(aws-eks): `aws-auth` ConfigMap is still being replaced
What is the problem?
#7981 was not fixed by #8447 – The aws-auth ConfigMap is still being replaced, rather than appended to, any time the Cluster.awsAuth getter is invoked, which happens whenever you add a Fargate Profile to a cluster, forcing all Fargate Profiles to originate from the same instance of Cluster from @aws-cdk/aws-eks/cluster.ts.
In the AwsAuth constructor, the following manifest is added added to the cluster:
new KubernetesResource(this, 'manifest', {
cluster: props.cluster,
manifest: [
{
apiVersion: 'v1',
kind: 'ConfigMap',
metadata: {
name: 'aws-auth',
namespace: 'kube-system',
},
data: {
mapRoles: this.synthesizeMapRoles(),
mapUsers: this.synthesizeMapUsers(),
mapAccounts: this.synthesizeMapAccounts(),
},
},
],
});
This constructor is invoked whenever the Cluster.awsAuth getter is invoked, which happens any time you invoke Cluster.awsAuth.addRoleMapping, which happens any time you invoke Cluster.addFargateProfile.

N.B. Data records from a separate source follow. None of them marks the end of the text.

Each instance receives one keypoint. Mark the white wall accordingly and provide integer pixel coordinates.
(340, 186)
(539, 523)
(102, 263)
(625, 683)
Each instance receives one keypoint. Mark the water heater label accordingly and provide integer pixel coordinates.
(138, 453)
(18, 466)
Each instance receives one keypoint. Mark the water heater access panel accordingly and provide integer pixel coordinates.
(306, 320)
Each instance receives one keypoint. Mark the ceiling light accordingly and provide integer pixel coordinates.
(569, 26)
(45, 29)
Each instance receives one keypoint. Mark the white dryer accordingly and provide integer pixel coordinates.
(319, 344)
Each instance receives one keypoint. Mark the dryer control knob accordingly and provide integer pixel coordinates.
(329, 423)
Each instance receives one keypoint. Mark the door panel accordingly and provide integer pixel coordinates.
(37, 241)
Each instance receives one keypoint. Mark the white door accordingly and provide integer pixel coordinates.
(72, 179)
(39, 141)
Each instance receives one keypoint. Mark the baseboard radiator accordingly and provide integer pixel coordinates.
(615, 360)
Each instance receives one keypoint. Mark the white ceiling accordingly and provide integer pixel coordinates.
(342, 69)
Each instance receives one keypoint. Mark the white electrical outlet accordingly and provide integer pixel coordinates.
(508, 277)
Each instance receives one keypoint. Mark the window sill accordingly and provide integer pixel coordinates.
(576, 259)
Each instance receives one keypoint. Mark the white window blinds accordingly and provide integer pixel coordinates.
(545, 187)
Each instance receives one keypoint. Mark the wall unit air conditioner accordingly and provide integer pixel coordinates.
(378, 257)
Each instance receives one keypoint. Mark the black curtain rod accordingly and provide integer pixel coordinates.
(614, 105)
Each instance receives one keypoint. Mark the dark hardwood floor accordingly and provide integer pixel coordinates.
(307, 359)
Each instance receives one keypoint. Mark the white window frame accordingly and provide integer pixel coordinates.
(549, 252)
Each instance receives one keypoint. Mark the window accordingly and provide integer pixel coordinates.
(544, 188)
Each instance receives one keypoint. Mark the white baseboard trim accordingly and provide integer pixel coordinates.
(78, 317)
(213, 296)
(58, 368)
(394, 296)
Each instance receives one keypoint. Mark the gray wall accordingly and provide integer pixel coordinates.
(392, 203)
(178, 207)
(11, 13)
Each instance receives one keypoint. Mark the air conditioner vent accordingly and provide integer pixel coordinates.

What this means is that if any software changes the mapRoles of the aws-auth ConfigMap without invoking Cluster.awsAuth.addRoleMapping on that particular instance of Cluster, those changes will be erased upon the next addition of a Fargate Profile.
In other words, upon each instantiation of Cluster where the Cluster.awsAuth getter is invoked, all ARNs of all PodExecutionRoles added manually with kubectl, other CDK apps, other IaC tools, an L1 Construct like CfnFargateProfile, etc. will be removed from the aws-auth ConfigMap, causing this error below, and preventing any new pods from spinning up.
fargate-scheduler Misconfigured Fargate Profile: fargate profile <PROFILE_NAME> blocked for new launches due to: Pod execution role is not found in auth config or does not have all required permissions for launching fargate pods.
Reproduction Steps
See #7981
What did you expect to happen?
See #7981
What actually happened?
See #7981
CDK CLI Version
1.85.0
Framework Version
1.85.0
Node.js Version
v14.17.1
OS
macOS
Language
Typescript
Language Version
TypeScript (4.0.3)
Other information
EKS version
1.19
Fix suggestion
Instead of applying a manifest to the cluster, an AwsAuth instance should create the aws-auth manifest if and only if the ConfigMap doesn't already exist in the cluster.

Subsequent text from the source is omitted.